The heatmap shows enrichment ratios for 24 gene groups (x-axis) from aggregated differential gene expression data across 6 experiments (a - upregulated, b - downregulated genes). Enrichment ratios were calculated by considering the number of DEGs in a given gene group in the given sample, all DEGs in that sample as well as all genes in the genome and all genes in that gene group. The total number of DEGs in each experiment is shown as a barplot at right. In the heatmaps, warmer colors mean higher enrichment ratios (for a complete list of enrichment ratios Supplementary Table 5).

Figure 5. Pathogenicity-induced SSPs (PiSSPs) of A. luteobubalina induce cell death in host plants.
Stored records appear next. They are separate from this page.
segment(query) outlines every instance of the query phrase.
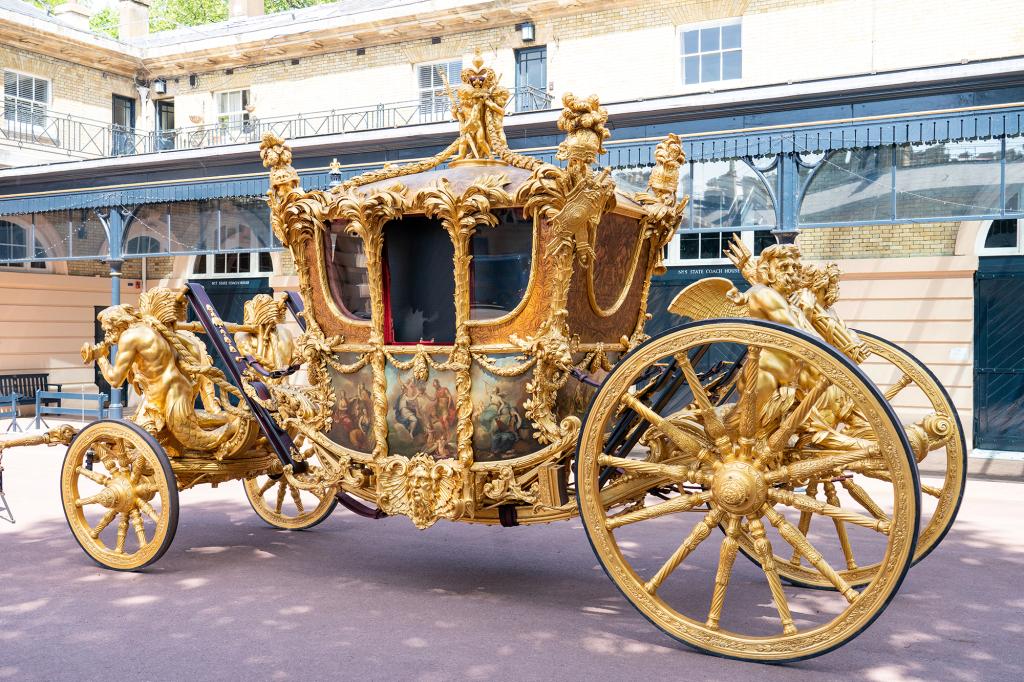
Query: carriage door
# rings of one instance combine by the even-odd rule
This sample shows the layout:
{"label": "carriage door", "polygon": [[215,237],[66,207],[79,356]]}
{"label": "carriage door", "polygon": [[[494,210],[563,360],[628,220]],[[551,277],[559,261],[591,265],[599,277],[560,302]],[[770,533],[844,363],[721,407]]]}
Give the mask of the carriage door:
{"label": "carriage door", "polygon": [[1024,257],[978,259],[974,446],[1024,451]]}
{"label": "carriage door", "polygon": [[548,108],[548,48],[524,47],[515,51],[515,111]]}

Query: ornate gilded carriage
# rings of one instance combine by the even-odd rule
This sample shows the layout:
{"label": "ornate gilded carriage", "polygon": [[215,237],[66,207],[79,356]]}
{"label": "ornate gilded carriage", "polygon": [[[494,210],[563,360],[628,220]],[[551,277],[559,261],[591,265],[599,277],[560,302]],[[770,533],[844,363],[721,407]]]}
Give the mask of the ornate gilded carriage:
{"label": "ornate gilded carriage", "polygon": [[[338,503],[420,528],[579,515],[623,594],[688,644],[792,660],[858,634],[955,516],[966,449],[942,387],[849,330],[838,271],[794,245],[754,258],[737,242],[750,289],[697,283],[670,308],[691,322],[648,339],[651,278],[686,203],[680,139],[658,144],[646,191],[625,194],[595,168],[608,137],[596,97],[565,96],[555,166],[509,148],[508,91],[479,58],[452,96],[449,147],[325,190],[304,190],[287,144],[264,137],[299,296],[254,300],[233,325],[197,286],[100,315],[108,340],[83,357],[143,400],[129,421],[46,436],[70,442],[61,484],[83,549],[145,566],[173,538],[178,489],[234,478],[284,528]],[[859,367],[872,363],[884,391]],[[891,403],[907,390],[924,407],[904,425]],[[936,503],[919,538],[929,456],[945,477],[924,486]],[[713,534],[713,576],[682,580]],[[767,588],[734,609],[746,620],[724,611],[740,552]],[[694,615],[698,583],[711,601]],[[792,608],[809,587],[834,603]]]}

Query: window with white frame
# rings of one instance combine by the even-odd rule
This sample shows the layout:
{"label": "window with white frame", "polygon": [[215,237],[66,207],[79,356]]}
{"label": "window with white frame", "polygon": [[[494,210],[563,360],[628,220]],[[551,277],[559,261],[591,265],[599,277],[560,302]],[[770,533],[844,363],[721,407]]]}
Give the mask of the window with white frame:
{"label": "window with white frame", "polygon": [[416,82],[420,93],[420,121],[444,121],[450,117],[452,102],[444,81],[446,80],[455,91],[461,76],[462,59],[421,63],[416,67]]}
{"label": "window with white frame", "polygon": [[[36,240],[33,255],[37,258],[46,256],[46,249]],[[7,260],[18,260],[29,257],[29,230],[20,225],[15,225],[6,220],[0,220],[0,266],[2,267],[28,267],[32,269],[45,270],[46,263],[43,261],[32,261],[19,263],[4,262]]]}
{"label": "window with white frame", "polygon": [[993,220],[979,235],[979,256],[1017,256],[1024,254],[1024,220],[1002,218]]}
{"label": "window with white frame", "polygon": [[680,31],[679,40],[684,85],[742,78],[742,26],[738,20],[687,27]]}
{"label": "window with white frame", "polygon": [[728,230],[721,232],[686,232],[680,230],[666,247],[666,265],[713,265],[729,262],[725,247],[738,235],[755,256],[776,243],[768,229]]}
{"label": "window with white frame", "polygon": [[249,120],[249,90],[229,90],[218,92],[217,121],[218,123],[239,124]]}
{"label": "window with white frame", "polygon": [[32,126],[46,125],[46,110],[50,104],[50,82],[43,78],[3,73],[3,116]]}

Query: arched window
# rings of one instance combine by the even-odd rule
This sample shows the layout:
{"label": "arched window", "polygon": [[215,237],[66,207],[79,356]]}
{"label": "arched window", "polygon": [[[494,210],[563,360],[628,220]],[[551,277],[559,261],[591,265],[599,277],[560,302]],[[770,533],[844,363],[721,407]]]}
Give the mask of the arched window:
{"label": "arched window", "polygon": [[[39,240],[33,245],[32,255],[38,258],[46,256],[46,249]],[[31,269],[45,270],[46,263],[39,260],[32,262],[9,262],[29,258],[29,231],[20,225],[15,225],[6,220],[0,220],[0,266],[3,267],[27,267]]]}
{"label": "arched window", "polygon": [[1024,220],[1002,218],[993,220],[988,229],[978,233],[979,256],[1024,255]]}
{"label": "arched window", "polygon": [[126,256],[153,256],[162,252],[160,240],[153,237],[133,237],[125,244]]}

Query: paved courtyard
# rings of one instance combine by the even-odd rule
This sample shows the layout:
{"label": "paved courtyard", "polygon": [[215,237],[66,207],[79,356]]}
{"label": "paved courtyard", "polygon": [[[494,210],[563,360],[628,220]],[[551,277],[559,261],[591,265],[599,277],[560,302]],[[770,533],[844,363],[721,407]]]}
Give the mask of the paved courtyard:
{"label": "paved courtyard", "polygon": [[62,451],[4,458],[17,523],[0,521],[0,679],[1024,679],[1016,482],[971,480],[953,530],[859,638],[766,667],[651,627],[575,521],[419,531],[339,508],[287,532],[234,482],[182,494],[177,537],[152,568],[103,570],[60,511]]}

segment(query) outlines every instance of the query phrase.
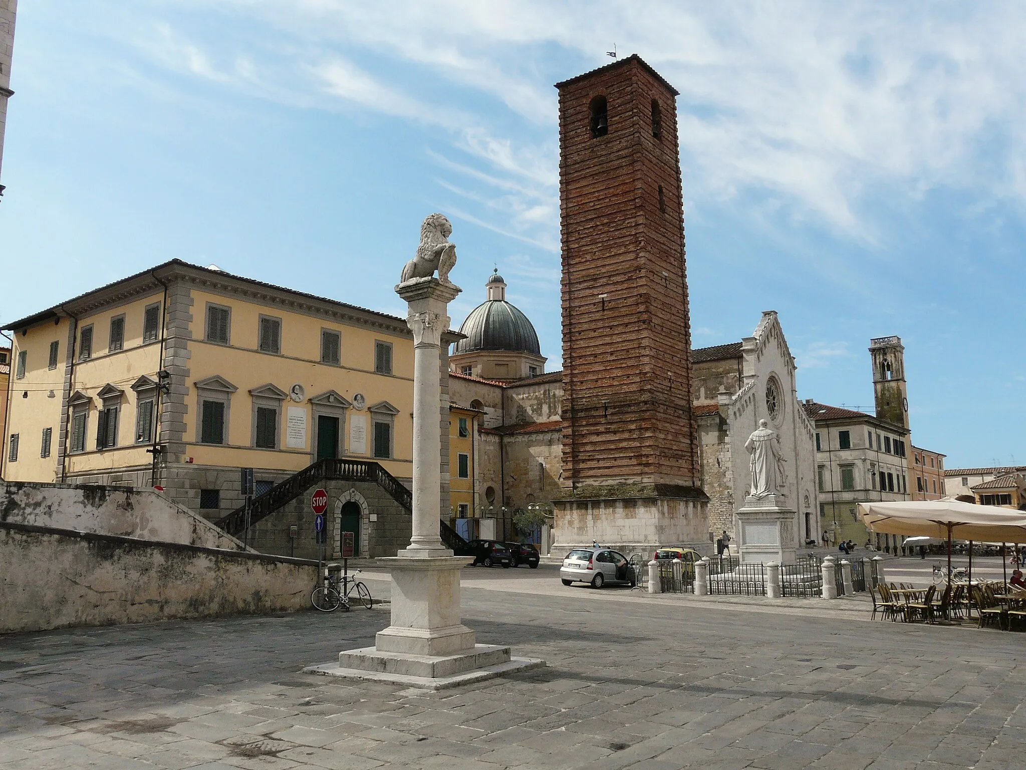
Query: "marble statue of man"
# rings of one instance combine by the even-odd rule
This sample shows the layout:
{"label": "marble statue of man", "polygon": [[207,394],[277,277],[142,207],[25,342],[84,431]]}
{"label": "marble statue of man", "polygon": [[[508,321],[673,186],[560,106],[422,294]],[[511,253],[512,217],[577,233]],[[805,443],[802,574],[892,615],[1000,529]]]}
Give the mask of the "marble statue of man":
{"label": "marble statue of man", "polygon": [[776,495],[786,484],[780,435],[767,427],[765,420],[759,420],[758,429],[745,441],[745,450],[751,455],[751,497],[761,499]]}

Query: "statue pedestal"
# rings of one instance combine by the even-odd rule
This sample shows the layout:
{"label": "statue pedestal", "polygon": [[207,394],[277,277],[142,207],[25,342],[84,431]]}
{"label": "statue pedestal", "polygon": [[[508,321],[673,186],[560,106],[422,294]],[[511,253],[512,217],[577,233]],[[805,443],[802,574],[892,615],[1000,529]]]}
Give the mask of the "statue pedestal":
{"label": "statue pedestal", "polygon": [[346,650],[338,664],[303,670],[440,690],[545,665],[512,657],[509,647],[476,644],[474,631],[460,622],[460,571],[473,560],[453,556],[439,537],[441,417],[448,415],[440,348],[449,323],[446,305],[460,288],[421,277],[400,283],[396,293],[408,303],[413,334],[413,526],[398,556],[377,560],[392,573],[392,623],[373,647]]}
{"label": "statue pedestal", "polygon": [[742,564],[795,564],[798,556],[794,544],[795,512],[786,503],[779,495],[745,498],[744,506],[735,513]]}

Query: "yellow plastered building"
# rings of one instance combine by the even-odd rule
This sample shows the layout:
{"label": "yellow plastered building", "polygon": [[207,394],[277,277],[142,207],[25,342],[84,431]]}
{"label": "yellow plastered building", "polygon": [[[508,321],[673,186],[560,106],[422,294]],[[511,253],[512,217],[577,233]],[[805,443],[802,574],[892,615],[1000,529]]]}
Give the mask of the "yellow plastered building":
{"label": "yellow plastered building", "polygon": [[208,518],[242,468],[256,494],[324,457],[410,486],[405,319],[173,260],[6,329],[6,480],[160,487]]}

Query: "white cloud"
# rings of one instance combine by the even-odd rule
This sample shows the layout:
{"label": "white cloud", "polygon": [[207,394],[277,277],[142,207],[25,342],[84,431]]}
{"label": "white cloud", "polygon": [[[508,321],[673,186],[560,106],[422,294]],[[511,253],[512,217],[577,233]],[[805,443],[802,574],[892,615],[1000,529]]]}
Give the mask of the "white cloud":
{"label": "white cloud", "polygon": [[[509,193],[521,199],[506,201],[511,221],[519,219],[508,229],[530,225],[535,240],[557,226],[550,207],[532,200],[540,189],[554,197],[557,183],[551,83],[607,63],[614,42],[622,54],[641,53],[681,91],[689,198],[770,191],[780,197],[779,217],[812,219],[870,245],[876,226],[865,211],[881,184],[910,201],[949,186],[1026,202],[1023,5],[194,0],[180,7],[205,20],[220,12],[213,24],[231,29],[228,42],[214,35],[216,45],[204,49],[165,24],[169,42],[151,55],[226,85],[266,86],[272,98],[331,109],[321,99],[328,93],[447,128],[452,146],[489,174],[527,184],[526,195]],[[448,106],[461,94],[464,104],[480,105],[480,94],[494,102],[464,114]],[[537,128],[504,124],[504,111]]]}

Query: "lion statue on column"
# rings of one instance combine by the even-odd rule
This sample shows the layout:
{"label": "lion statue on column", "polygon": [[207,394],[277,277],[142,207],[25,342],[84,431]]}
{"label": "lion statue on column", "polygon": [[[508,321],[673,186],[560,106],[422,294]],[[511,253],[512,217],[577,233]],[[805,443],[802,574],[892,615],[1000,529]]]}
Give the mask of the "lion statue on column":
{"label": "lion statue on column", "polygon": [[400,282],[411,278],[430,278],[438,271],[442,283],[450,283],[449,270],[456,265],[456,244],[449,243],[452,225],[441,214],[432,214],[421,225],[421,244],[413,257],[402,269]]}

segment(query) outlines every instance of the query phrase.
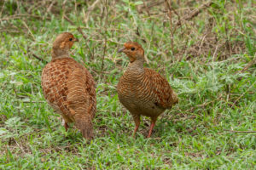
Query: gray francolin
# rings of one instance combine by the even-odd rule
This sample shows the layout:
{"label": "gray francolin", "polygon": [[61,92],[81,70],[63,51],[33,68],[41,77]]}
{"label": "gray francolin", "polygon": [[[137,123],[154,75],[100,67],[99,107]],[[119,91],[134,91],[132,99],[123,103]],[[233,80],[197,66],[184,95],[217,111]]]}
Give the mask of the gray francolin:
{"label": "gray francolin", "polygon": [[144,50],[137,42],[128,42],[119,52],[125,53],[130,63],[118,84],[121,104],[131,113],[135,135],[140,125],[140,116],[151,118],[148,138],[151,136],[157,117],[178,102],[168,82],[154,70],[144,68]]}
{"label": "gray francolin", "polygon": [[44,98],[65,121],[74,122],[85,139],[93,138],[92,119],[96,110],[95,82],[90,73],[69,55],[77,42],[73,34],[60,34],[53,43],[51,61],[42,72]]}

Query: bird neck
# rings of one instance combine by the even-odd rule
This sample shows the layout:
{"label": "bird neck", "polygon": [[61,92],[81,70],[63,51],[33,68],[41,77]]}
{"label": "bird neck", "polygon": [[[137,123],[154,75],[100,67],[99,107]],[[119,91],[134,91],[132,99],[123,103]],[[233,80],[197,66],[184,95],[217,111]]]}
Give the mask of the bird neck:
{"label": "bird neck", "polygon": [[51,60],[70,57],[68,50],[55,49],[51,51]]}

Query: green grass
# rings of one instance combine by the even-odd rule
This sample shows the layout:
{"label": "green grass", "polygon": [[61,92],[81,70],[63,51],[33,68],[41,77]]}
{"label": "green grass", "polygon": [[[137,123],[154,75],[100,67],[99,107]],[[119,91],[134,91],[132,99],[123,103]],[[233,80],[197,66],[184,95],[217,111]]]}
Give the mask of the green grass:
{"label": "green grass", "polygon": [[[0,2],[0,169],[256,168],[256,133],[229,132],[256,131],[253,0],[214,0],[189,20],[183,19],[206,1],[172,1],[181,26],[165,3],[152,5],[156,1],[144,1],[148,8],[139,1],[100,1],[86,23],[83,10],[93,1],[29,2]],[[46,62],[33,54],[49,61],[62,31],[79,39],[73,56],[97,83],[90,143],[74,128],[65,132],[42,94]],[[134,122],[117,97],[128,64],[117,49],[126,41],[143,45],[145,66],[165,76],[178,94],[179,104],[159,117],[151,139],[145,138],[147,117],[131,137]]]}

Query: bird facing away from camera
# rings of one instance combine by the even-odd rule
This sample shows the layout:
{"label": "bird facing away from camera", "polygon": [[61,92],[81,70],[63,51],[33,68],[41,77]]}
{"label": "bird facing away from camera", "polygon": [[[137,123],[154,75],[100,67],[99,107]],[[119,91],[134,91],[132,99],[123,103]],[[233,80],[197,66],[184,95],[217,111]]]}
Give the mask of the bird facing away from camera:
{"label": "bird facing away from camera", "polygon": [[43,69],[42,88],[44,98],[65,121],[74,122],[84,138],[93,138],[92,119],[96,110],[95,82],[90,73],[74,59],[69,51],[78,39],[69,32],[55,38],[51,61]]}
{"label": "bird facing away from camera", "polygon": [[120,103],[131,113],[135,135],[140,125],[140,116],[151,118],[147,138],[150,138],[157,117],[178,102],[168,82],[154,70],[144,68],[144,50],[137,42],[128,42],[119,52],[125,53],[130,63],[118,83]]}

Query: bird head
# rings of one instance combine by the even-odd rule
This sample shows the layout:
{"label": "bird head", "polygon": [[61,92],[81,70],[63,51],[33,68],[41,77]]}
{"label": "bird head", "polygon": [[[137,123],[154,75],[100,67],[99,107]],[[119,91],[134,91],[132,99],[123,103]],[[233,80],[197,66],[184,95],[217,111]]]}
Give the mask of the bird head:
{"label": "bird head", "polygon": [[124,44],[124,47],[118,52],[125,53],[129,57],[131,63],[136,60],[144,61],[144,50],[143,47],[137,42],[127,42]]}
{"label": "bird head", "polygon": [[68,56],[69,50],[74,42],[79,40],[73,37],[72,33],[63,32],[59,34],[55,38],[52,48],[52,57],[60,58],[62,56]]}

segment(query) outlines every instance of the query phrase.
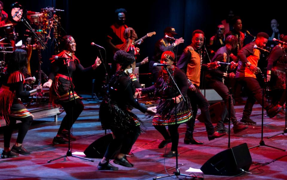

a) Heatmap shows log₂ fold changes for SSPs significantly upregulated in at least one time point. Red shows higher and blue depicts lower logFC, followed by presence/absence matrix of homologs of unannotated SSPs in 131 species (Dataset 2). The two experimentally validated PiSSPs are shown by red arrows. b) Transient transformation of the non-host N. benthamiana and the host E. grandis with negative controls (empty vector; Pisolithus microsporus proteins Pismi_683611 and Pismi_689601), with a positive control (BAX) or with an in planta expression vector encoding Armlut_1165297 or Armlut_1348401. As further controls, frameshift versions of the A. luteobubalina sequences were included (Armlut_1165297_fs or Armlut_1348401_fs).